Some kind of animal instinct had taken over. It was different to before; they felt different – more primeval, more basic. During the moments when his mind reached out into civility, Valentin recognised it for what it was, but mostly, he too became swallowed up in the mindset of an automaton, brutal and merciless.
Perhaps because they’d so expected to be quartered out and back home, or perhaps because they’d believed the lie that any further duties would only concern escorting Soviet citizens out of the country and nothing else. They hadn’t expected to be thrown back into the battle under orders to ‘conquer and exterminate’. Vladimir especially had regressed into an all-out assassin of the innocent. Hunger too played its part – one daily slice of black bread and a rasher of bacon each hardly sufficed for hard-working, hard-killing men.
Valentin was astonished at how the Hungarians kept going – the elderly determinedly queuing for food, motivated more by the certainty of hunger than the mere possibility of death; the youngsters still sniping and throwing petrol bombs. But this time the insurgents were fighting against the tide. The sheer number of Soviet tanks and Soviet manpower was proving impossible for the street fighters. A solitary shot from a building and the tank would throw everything at it until nothing but a pile of rubble remained.
Everywhere fires raged, buildings collapsed and all the time the corpses mounted up.
Three p.m., the sky was black with smoke. Valentin and the crew had just destroyed a huge milk lorry parked outside the hospital on Bela Bartok Street. As the milk
flowed like a stream into the drains, they pulled away; Vladimir punching the air with delight that they’d managed to deprive the hospital patients their supply of milk. They swung off the main road and poked their noses into a narrower side street. Valentin wanted to turn back but Vladimir, pulling rank, ordered the tank forward. Valentin felt uneasy; this was too much like the first days when solitary tanks ventured down these tight alleyways and found themselves surrounded and pounced on by homicidal kids. But not much was left of this street; not one building remained unscathed.

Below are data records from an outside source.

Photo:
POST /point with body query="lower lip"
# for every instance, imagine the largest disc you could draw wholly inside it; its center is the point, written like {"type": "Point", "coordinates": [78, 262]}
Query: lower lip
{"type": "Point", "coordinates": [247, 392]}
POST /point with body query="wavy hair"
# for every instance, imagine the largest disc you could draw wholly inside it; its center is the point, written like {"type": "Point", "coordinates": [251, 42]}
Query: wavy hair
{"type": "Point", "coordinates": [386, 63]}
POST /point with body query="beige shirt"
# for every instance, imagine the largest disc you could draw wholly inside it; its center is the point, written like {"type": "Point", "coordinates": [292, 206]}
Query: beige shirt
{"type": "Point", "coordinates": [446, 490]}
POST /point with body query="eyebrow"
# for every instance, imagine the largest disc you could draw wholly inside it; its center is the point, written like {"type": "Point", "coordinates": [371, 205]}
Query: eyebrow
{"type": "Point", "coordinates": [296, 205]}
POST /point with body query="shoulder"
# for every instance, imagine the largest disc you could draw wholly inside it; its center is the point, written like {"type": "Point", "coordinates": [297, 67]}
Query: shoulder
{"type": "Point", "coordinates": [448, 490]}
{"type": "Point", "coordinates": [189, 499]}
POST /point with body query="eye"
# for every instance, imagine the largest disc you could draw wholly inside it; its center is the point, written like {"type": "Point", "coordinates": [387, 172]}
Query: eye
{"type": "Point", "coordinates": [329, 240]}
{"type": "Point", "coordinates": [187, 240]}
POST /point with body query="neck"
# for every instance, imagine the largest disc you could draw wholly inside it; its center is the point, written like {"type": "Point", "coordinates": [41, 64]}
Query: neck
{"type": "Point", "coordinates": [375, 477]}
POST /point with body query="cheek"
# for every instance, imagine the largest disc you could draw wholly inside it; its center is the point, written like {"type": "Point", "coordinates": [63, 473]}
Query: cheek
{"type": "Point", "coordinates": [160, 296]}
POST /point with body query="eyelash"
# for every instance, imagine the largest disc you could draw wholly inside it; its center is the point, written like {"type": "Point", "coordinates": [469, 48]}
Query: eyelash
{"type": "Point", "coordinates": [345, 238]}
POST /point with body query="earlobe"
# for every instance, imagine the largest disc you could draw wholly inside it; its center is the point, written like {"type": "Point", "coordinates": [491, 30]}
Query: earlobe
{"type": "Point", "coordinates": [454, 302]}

It was then he saw her again – the blaze of red hair, the purposeful walk. He couldn’t see her face but he knew it was her. This time he knew. ‘Stop,’ he shouted at Petrov at the wheel.
‘Why, what’s up?’ said Petrov.
Vladimir barked at him. ‘We can’t stop now.’
‘I take full responsibility for my actions but give me a couple of minutes, there’s someone out there I know.’
‘What – here? You mad? You’ll get sniped.’
For a moment Valentin hesitated; Vladimir was right, it’d be a stupidly risky thing to do. ‘I’ll take that chance.’
‘You’re fucking mad.’
‘Please. One minute.’
With a sigh, Vladimir ordered Petrov to stop.
Valentin unbolted the hatch as the tank slowed down. The cold, fresh air hit him. He could still see her, no more than a hundred yards away. He shouted, ‘Eva,’ but knew she’d never hear him over the cacophony of noise coming from all around. Half expecting each moment to be his last, he jumped down from the tank and ran steadily towards her. Flashes of Budapest ’49 skimmed across his mind; a left-footed shot, a goal, a café, an old man with a walrus moustache, a bedroom, the longing eyes of a woman he knew he’d love forever. ‘Eva, Eva!’ Still, she didn’t hear.
He could almost touch her. ‘Eva,’ he shouted again. ‘Eva, it’s me, Valentin. Valentin Ivanov, Eva.’